Hands-on experimental work with NV-center quantum sensing — learning the physics by building and troubleshooting the setup.
I’m part of the Pasupathy Research Group at Columbia University, supporting ongoing research in NV-center quantum sensing and measurement workflows. This has been my first real physics research experience — the kind where you learn fastest by getting your hands dirty: tracing signal chains, aligning optics, stabilizing hardware, and troubleshooting issues in real time.
My work is focused on practical setup, iteration, and reliability — helping turn experimental ideas into a stable system you can measure with. Typical tasks include:
• Assisting with setup and troubleshooting of NV-center experimental apparatus (wiring, soldering, connectors, and sensor interfacing).
• Supporting temperature stabilization and cryostat thermal-control connections for repeatable measurements.

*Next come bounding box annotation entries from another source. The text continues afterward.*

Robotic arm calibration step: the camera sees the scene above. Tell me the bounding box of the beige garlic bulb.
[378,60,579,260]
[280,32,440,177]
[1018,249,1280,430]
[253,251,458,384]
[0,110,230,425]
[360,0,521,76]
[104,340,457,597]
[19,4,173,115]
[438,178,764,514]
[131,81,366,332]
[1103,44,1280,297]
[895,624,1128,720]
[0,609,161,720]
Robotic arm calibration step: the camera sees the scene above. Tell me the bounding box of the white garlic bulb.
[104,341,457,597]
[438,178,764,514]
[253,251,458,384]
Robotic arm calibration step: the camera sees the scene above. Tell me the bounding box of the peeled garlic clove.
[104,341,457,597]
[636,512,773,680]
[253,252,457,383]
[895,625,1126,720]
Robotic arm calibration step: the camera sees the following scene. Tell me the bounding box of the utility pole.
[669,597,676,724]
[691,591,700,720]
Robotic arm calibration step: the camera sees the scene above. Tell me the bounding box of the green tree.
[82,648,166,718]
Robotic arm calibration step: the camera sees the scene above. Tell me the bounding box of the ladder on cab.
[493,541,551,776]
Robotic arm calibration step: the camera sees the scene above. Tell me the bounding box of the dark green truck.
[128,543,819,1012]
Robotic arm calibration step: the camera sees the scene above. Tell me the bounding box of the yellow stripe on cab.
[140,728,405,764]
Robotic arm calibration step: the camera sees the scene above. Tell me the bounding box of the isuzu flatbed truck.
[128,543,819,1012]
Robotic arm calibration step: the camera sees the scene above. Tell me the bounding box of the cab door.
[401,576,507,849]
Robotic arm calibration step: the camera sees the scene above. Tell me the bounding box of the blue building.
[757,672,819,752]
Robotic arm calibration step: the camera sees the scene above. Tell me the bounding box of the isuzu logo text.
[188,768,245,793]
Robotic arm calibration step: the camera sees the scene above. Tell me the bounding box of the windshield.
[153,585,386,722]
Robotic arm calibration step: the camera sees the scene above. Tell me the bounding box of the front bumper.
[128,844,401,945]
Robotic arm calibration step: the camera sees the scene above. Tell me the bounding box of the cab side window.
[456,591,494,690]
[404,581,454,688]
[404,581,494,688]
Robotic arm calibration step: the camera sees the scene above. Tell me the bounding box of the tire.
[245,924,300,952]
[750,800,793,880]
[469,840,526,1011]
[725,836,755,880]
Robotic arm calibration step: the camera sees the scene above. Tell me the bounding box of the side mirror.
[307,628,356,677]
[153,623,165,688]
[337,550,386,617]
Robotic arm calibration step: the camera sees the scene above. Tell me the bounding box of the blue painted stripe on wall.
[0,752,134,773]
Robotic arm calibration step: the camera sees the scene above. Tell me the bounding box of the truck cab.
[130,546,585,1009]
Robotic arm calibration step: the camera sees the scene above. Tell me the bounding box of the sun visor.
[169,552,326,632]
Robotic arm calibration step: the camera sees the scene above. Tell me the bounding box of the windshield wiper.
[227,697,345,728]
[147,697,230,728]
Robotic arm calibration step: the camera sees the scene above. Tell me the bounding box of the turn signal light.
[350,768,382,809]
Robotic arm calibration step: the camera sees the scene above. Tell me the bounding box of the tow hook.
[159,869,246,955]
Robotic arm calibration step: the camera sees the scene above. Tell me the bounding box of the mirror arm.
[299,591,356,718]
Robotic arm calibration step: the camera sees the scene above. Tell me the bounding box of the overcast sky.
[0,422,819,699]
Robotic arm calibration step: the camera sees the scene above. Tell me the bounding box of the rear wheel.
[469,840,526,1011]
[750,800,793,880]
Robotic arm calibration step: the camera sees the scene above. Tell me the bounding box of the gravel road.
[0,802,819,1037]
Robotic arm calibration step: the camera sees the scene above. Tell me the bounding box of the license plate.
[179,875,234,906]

• Helping with optical alignment and measurement workflow execution (laser/collection path checks, lab “sanity tests,” and run readiness).
• Building confidence in the physics by connecting each knob in the setup to what it changes in the signal.
Working in an active experimental environment has sharpened both my intuition and my engineering habits: how to diagnose problems systematically, document changes, and keep a complex setup reproducible over time.
On the physics side, I’m building familiarity with the NV-center toolkit (optical initialization and readout, microwave control, and ODMR-style measurement logic), and how these map to real hardware constraints.
I’m interested in simulation and computation for quantum systems — but I don’t want that to live in a vacuum. This experience helps me think like a quantum engineer: understanding experiments deeply enough to build better models, better software tools, and better measurement workflows.